Benzer bir şeyi Türkiye İnsan Hakları Vakfı (TİHV) Genel Başkanı Metin Bakkalcı da söylemişti. Dokümantasyon merkezinin verilerine bakıldığında, çok sayıda örnek olmasına rağmen cinsel yönelimleri nedeniyle işkenceye maruz kalanlara bugüne kadar tedavi rehabilitasyon anlamında yeterince ulaşamadıklarının özeleştirini vermişti. Ona göre, artık “amasız, fakatsız” LGBTİ+ haklarını savunan bir gelecekte olsalar da şöyle bir eksiklik vardı ve bunu bozmanın tek yolu LGBTİ+ hareketiyle kesişimsellikti:
“Bizim cinsel yönelimiyle işkenceye maruz kalanlara ulaşmadaki sıkıntılarımızdan biri bize yeterince güven duymamaları. “Bizi bilmiyor meselesi” bir noktaya kadar gerekçe olabilir, bilmiyor olabilirler ama bilenler de demek ki yeterince güvenmiyor olabilirler. Ama didişiyoruz, bu nedenlerle önceki yıl İstanbul’da bütün LGBTİ alanlarda çalışma yapan arkadaşlarla bir tür iki günlük bir özel buluşma yaptık. (...) Bu buluşmalar aynı zamanda bir şeyleri de öğrenme, birlikte bir şeyleri yapabilme yollarını geliştirme konusunda telaşla yürüttüğümüz buluşmalardı.”
Bir diğer söyleşi ise yine İHD’nin Eş Genel Başkanı Eren Keskin’leydi. Bu söyleşi belki de hak örgütlerinin, LGBTİ+ haklarıyla 30 yıllık imtihanını anlatması için bir turnusol olmuştu. “Hak ihlalinde de bir ‘öncelik’ sıralaması var insanların kafasında. Ama insan hakları savunucusu olmak demek öncelikle o ‘önceliği’ ortadan kaldırmak demek…”

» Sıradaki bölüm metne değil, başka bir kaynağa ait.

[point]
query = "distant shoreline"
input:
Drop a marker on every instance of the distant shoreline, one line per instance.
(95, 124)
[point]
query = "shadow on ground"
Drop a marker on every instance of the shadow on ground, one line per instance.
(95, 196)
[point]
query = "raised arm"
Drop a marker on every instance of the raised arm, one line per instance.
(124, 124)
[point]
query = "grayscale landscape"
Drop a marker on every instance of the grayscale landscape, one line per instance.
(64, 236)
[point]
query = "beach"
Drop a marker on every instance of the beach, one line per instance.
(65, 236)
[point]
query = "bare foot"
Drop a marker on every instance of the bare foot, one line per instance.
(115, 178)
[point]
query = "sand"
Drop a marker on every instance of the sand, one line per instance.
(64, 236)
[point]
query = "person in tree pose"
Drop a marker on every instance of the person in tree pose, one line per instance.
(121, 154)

Hortum Süleyman’ın işkencelerinin kol gezdiği dönemde trans kadınların avukatlığını yapan Eren Keskin, o dönem İHD’de de ve diğer hak alanlarında maruz kaldıkları homofobi ve transfobiyi anlatmış, bugün gelinen noktada verilen, hayata geçirilen ve tabii ki geçirilmeyen özeleştirileri aktarmıştı:
“1986’da ilk kurulan sivil toplum örgütü İHD’ye herkes her sorun için gelirdi o yıllarda. O arkadaşlarımız da İHD’ye geldiklerinde ilk olarak şunu net bir biçimde gördüm: Bir, onların mağduriyetlerini, yaşadıkları işkenceyi; bir de o zamanlar İnsan Hakları Derneği içinde dahi aslında homofobi ve transfobinin ne kadar gelişkin olduğunu görmüş oldum. (…)

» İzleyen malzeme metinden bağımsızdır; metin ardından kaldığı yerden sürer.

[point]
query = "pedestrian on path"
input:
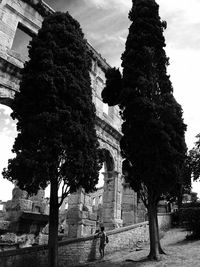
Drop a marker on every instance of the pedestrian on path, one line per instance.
(102, 243)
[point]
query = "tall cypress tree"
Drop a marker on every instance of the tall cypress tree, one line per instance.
(56, 140)
(153, 143)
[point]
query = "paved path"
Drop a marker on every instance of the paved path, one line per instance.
(180, 253)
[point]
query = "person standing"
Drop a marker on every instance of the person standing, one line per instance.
(102, 237)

“Örneğin Kürt meselesinde yan yana çalıştığım ama homofobik ve transfobik bakışı nedeniyle asla yan yana gelemeyeceğim arkadaşlar var. Biz bunun tartışmasını kendi içimizde de yapıyoruz. 20 yıl önce böyle değildi, 20 yıl sonra daha iyi olacak. (...) Farklı düşünenler var ama artık İHD’de homofobik bir görüş mümkün değil, yer alamaz. En azından İHD tamamen içindeki homofobiyi bitirdi diyemeyiz; homofobik insanlar vardır ama hiçbir zaman onlar karar mekanizması olamazlar, böyle bir noktaya geldik.”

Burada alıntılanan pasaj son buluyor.